Whereas self-harm can be linked to suicidal behavior, self-mutilation is not borne out of intended suicidal ideation. This is possibly the biggest difference between self-harm and self-mutilation.

While it is often found that both self-harm and self-mutilation are used interchangeably, it is important that we do not label an individual’s behavior as either self-harm or self-mutilation until we know more about the intent behind their actions. The intent is what separates these terms and will tell us more about an individual’s mental state. When labeling your own behaviors, you have the right to choose the term that best defines your actions as you understand them. But it is also OK to not be sure what your intent is behavior your self-injuring behavior. It has taken me getting professional help to better understand the intent behind my own actions by looking at my thoughts and behavior patterns with how they relate to my mental illnesses.

It is also important to understand that self-mutilating behavior is often linked to an individual’s past abuse. Frequently, a history of sexual, emotional and/or physical abuse will lead to new self-mutilating behaviors to try and relieve the pain that one feels from their abusive past. But these behaviors can also be used out of an intent to further harm oneself out of feelings of unworthiness.

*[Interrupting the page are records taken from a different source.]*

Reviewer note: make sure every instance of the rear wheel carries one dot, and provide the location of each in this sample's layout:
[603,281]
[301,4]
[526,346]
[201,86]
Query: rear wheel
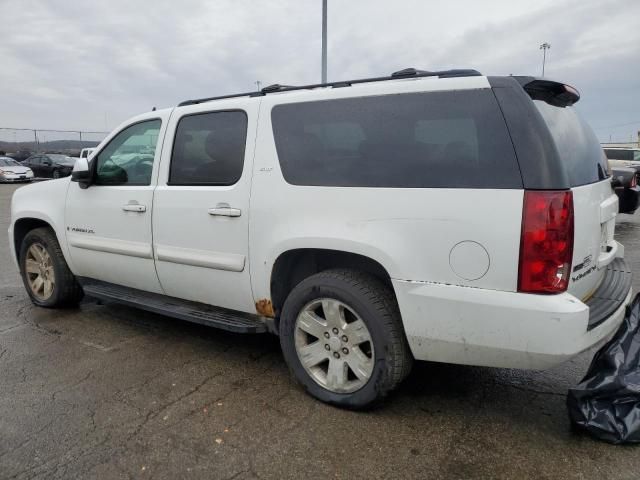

In my personal experience, I have used both self-harming and self-mutilating behaviors which have frequently been tied to past abuse, including sexual and emotional abuse. While suicidal ideation was tied to certain instances of my self-harming behaviors, there were other times where my self-mutilation was intended to disfigure my body but was not linked to any suicidal ideation. Understanding the intents behind my behaviors has helped me to interrupt these behaviors before they begin. While I am not always successful, I do feel as though I have more control over my actions, and I am better able to process what I am experiencing in a healthy way.

However you decide to define your actions is your choice, but please do not assume that another’s behaviors are self-harm or self-mutilation without knowing more about their inner experience. It is a person’s inner experience alone that helps to define whether an action is self-harm or self-mutilation.